Her seçim yaklaştıkça en çok tartışılan konu, AK Parti karşısında muhalefetin ne yapacağı... Kimi iyi niyetle, kimi AK Parti düşmanlığıyla bu konuda kafa yoruyor, çaba harcıyor.
Geçmişte darbelerden, kaos ortamı yaratılmasından, yasaları eğip bükmeden, ekonomik kriz beklentisinden medet umanlar, son dönemde umutlarını iki şeye bağladı: Suriye krizi ve PKK saldırıları...
Bugün geldiğimiz noktada ikisine de umut bağlayanların umutları söndü. Şimdi yeni bir umut peşindeler. Yerel seçimlerde, özellikle de İstanbul'da AK Parti'yi siyaset üretmeden yenilgiye uğratmak.
Bu arayışı iyi niyetle, siyasette denge kurulması için sürdürenler de var, tam tersi AK Parti'nin gitmesi için şeytanla bile ittifak yaparım diyenler de... Her iki arayışın siyasetteki karşılığı ise CHP-BDP seçim işbirliği... Aslında bu yeni de değil. 2011 Haziran seçimleri öncesini hatırlayın.
O zaman bunu ilk seslendiren Radikal Yazarı Tarhan Erdem'di. "CHP yalnızca 'değişim' için değil, insan haklarına saygılı ve mazisiyle yüzleşmeye hazır bir parti olduğunu güçlü biçimde göstermek için önümüzdeki seçim döneminde (2011 Haziran'ı kastediliyor) BDP ile işbirliği yapmalıdır."
Erdem bir süre önce çıktığı bir TV programında, bu kez de 2014'teki yerel seçimlere ilişkin şöyle diyordu: "Eğer CHP ve BDP adı geçen adaylar dışında tek bir aday üzerinde uzlaşırsa ve bunu tabanlarına da kabul ettirirse şansları olabilir."
Tarhan'ın "adı geçen adaylar" dediği belli. Tek ve üzerinde "uzlaşılacak adayın" kim olduğunu ise yazmamış ama kulislerde eski Gaziantep Belediye Başkanı Celal Doğan olduğu konuşuluyor.

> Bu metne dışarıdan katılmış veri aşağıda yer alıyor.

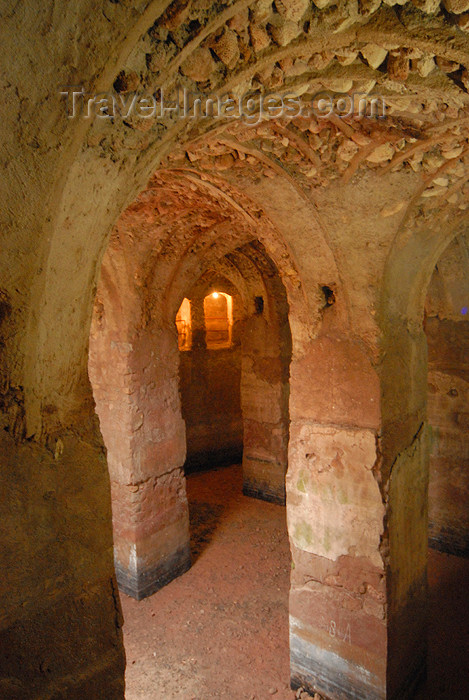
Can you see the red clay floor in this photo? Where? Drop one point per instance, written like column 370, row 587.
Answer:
column 221, row 629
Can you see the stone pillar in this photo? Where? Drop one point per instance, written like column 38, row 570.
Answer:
column 264, row 402
column 137, row 398
column 335, row 514
column 448, row 415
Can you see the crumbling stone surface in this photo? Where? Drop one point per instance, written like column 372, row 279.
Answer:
column 362, row 207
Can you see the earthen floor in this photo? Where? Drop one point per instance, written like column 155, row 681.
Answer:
column 221, row 629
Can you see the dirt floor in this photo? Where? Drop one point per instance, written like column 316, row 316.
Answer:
column 221, row 629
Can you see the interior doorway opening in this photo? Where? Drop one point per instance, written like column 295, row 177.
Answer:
column 223, row 342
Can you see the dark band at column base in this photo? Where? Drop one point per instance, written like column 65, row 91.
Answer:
column 148, row 581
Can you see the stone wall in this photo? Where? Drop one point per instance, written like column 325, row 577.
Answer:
column 211, row 406
column 363, row 207
column 448, row 414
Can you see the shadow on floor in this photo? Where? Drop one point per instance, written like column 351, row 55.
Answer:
column 204, row 519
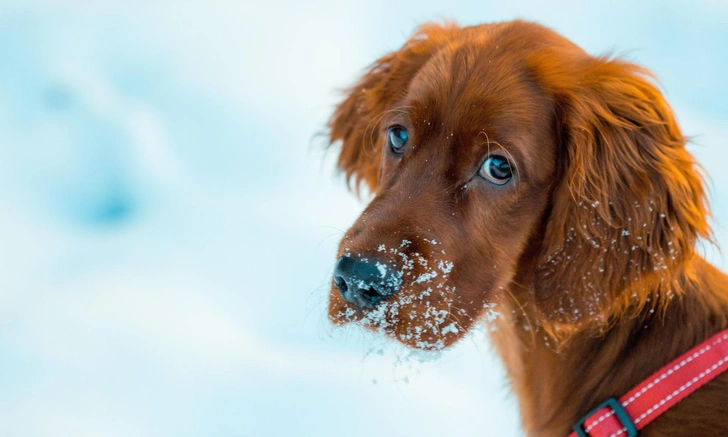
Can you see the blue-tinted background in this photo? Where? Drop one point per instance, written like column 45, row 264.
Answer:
column 168, row 220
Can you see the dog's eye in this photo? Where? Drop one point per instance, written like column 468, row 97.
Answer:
column 397, row 139
column 497, row 170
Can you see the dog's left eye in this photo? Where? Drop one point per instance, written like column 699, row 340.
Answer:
column 496, row 170
column 397, row 139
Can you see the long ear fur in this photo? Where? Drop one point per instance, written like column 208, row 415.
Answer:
column 355, row 121
column 630, row 205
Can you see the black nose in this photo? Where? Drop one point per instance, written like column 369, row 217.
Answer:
column 365, row 282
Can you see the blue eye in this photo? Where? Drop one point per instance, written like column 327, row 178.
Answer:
column 496, row 170
column 397, row 139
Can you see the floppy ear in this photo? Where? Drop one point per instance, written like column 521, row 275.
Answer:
column 629, row 207
column 356, row 120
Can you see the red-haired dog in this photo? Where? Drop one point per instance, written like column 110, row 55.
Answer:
column 519, row 179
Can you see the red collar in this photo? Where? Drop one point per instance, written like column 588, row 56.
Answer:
column 625, row 416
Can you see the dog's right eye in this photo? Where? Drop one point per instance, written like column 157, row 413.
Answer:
column 397, row 139
column 496, row 170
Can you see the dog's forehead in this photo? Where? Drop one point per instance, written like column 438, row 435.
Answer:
column 479, row 95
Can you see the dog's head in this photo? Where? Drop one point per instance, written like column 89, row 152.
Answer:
column 503, row 158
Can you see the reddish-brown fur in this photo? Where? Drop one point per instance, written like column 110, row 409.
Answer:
column 586, row 263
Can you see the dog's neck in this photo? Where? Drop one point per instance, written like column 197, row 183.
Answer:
column 557, row 384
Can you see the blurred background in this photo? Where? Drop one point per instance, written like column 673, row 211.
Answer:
column 169, row 219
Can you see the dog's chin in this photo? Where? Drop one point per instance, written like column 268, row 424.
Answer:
column 418, row 324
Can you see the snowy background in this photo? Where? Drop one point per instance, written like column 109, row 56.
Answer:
column 168, row 220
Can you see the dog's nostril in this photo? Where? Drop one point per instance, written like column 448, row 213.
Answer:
column 364, row 282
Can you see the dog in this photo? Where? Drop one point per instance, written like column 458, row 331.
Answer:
column 518, row 179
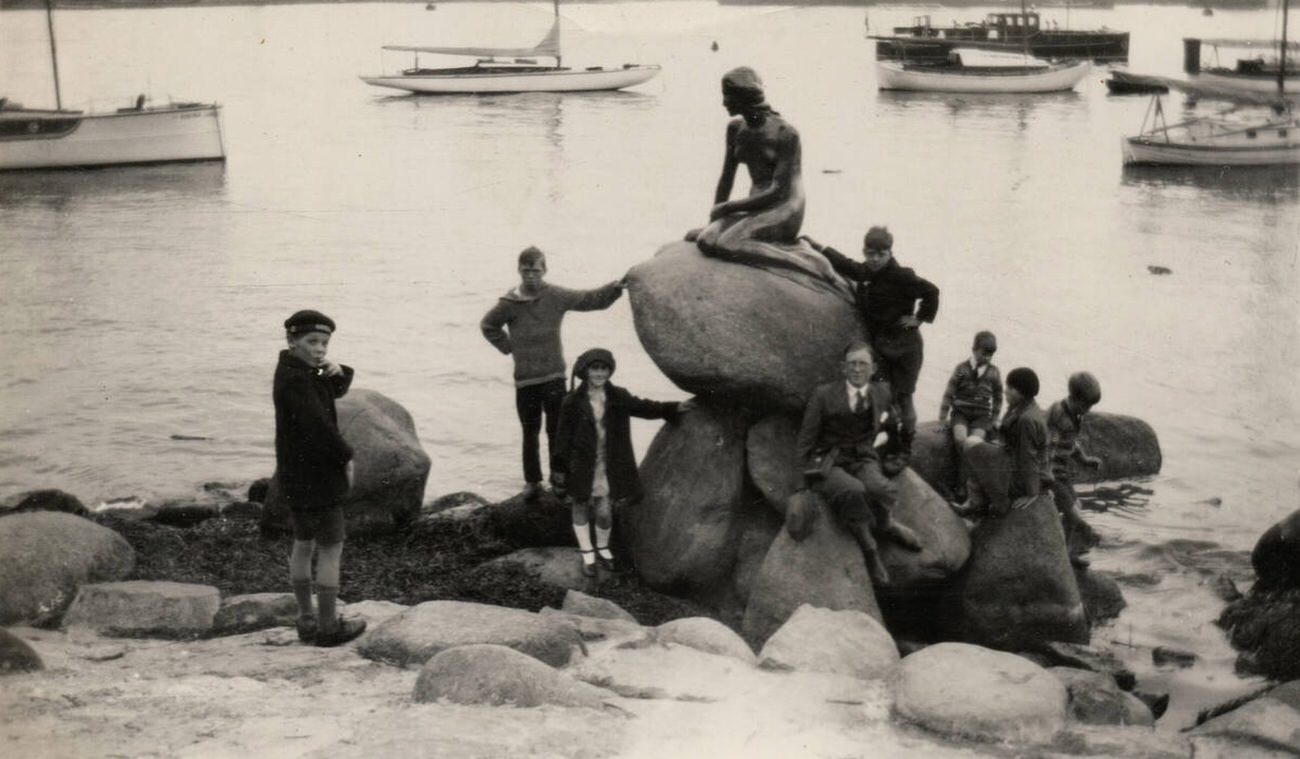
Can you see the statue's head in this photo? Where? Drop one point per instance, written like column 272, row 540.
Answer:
column 742, row 91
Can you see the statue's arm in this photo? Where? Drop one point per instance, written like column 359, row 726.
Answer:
column 728, row 177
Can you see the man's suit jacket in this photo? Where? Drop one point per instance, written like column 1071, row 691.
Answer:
column 830, row 423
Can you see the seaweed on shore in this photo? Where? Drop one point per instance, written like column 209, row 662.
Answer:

Yani anlayacağınız CHP ve BDP'nin yerel seçimlerde işbirliği yapma meselesi yeniden gündemde. Daha önce de yazdım, o arayışların bir ayağında Mustafa Sarıgül, bir ayağında Celal Doğan- Gürbüz Çapan, bir ayağında ise Gürsel Tekin bulunuyor.
Bu noktada en dikkat çekici şey BDP Genel Başkanı Selahattin Demirtaş'la Gürsel Tekin'in yakınlığı... Silivri'yi yol yapan Tekin'in herhalde "Büyük kentlerdeki Kürt oylarını ben alırım" iddiası da buraya dayanıyor.
Peki, bu çabalardan bir şey çıkar mı? Görünen o ki, bütün amaç, İstanbul'da yüzde 17 civarında olan Kürt oylarıyla CHP oylarını bir araya getirerek AK Parti'yi yerel iktidardan etmek. Ancak bu matematiksel olarak da doğru değil çünkü BDP'nin İstanbul'daki oy oranı yüzde 5 civarında. Dahası bırakın normal Kürtleri, politik Kürtlerin bile CHP'ye oy vermesi için bir neden yok.
Tam da bu nedenle CHP PM Üyesi Ercan Karakaş şu uyarıyı yapıyor: "CHP'nin kendi özgün raporunu ortaya koyması gerekir. O rapor Kürt kesiminin hak ve özgürlüklerine cevap vereceği için doğal olarak yakınlaşma olabilir."
Ortada Kürt meselesinde hiçbir şey söylemeyen bir CHP var. Bir şey söylemeye kalksa kendi içindeki ulusalcı- Kemalist kanat var. CHP bu paradoksu henüz aşmış değil. Ayrıca İstanbul'da yerel iktidarı almak sıradan bir değişim değil. Cumhurbaşkanlığı ve genel seçimleri de etkileyecek bir kırılma demek bu... Seçmen bu kırılmayı neden istesin?
Kapalı kapılar arkasında yapılan hesaplar birilerine alan açabilir ama çarşıya uymaz.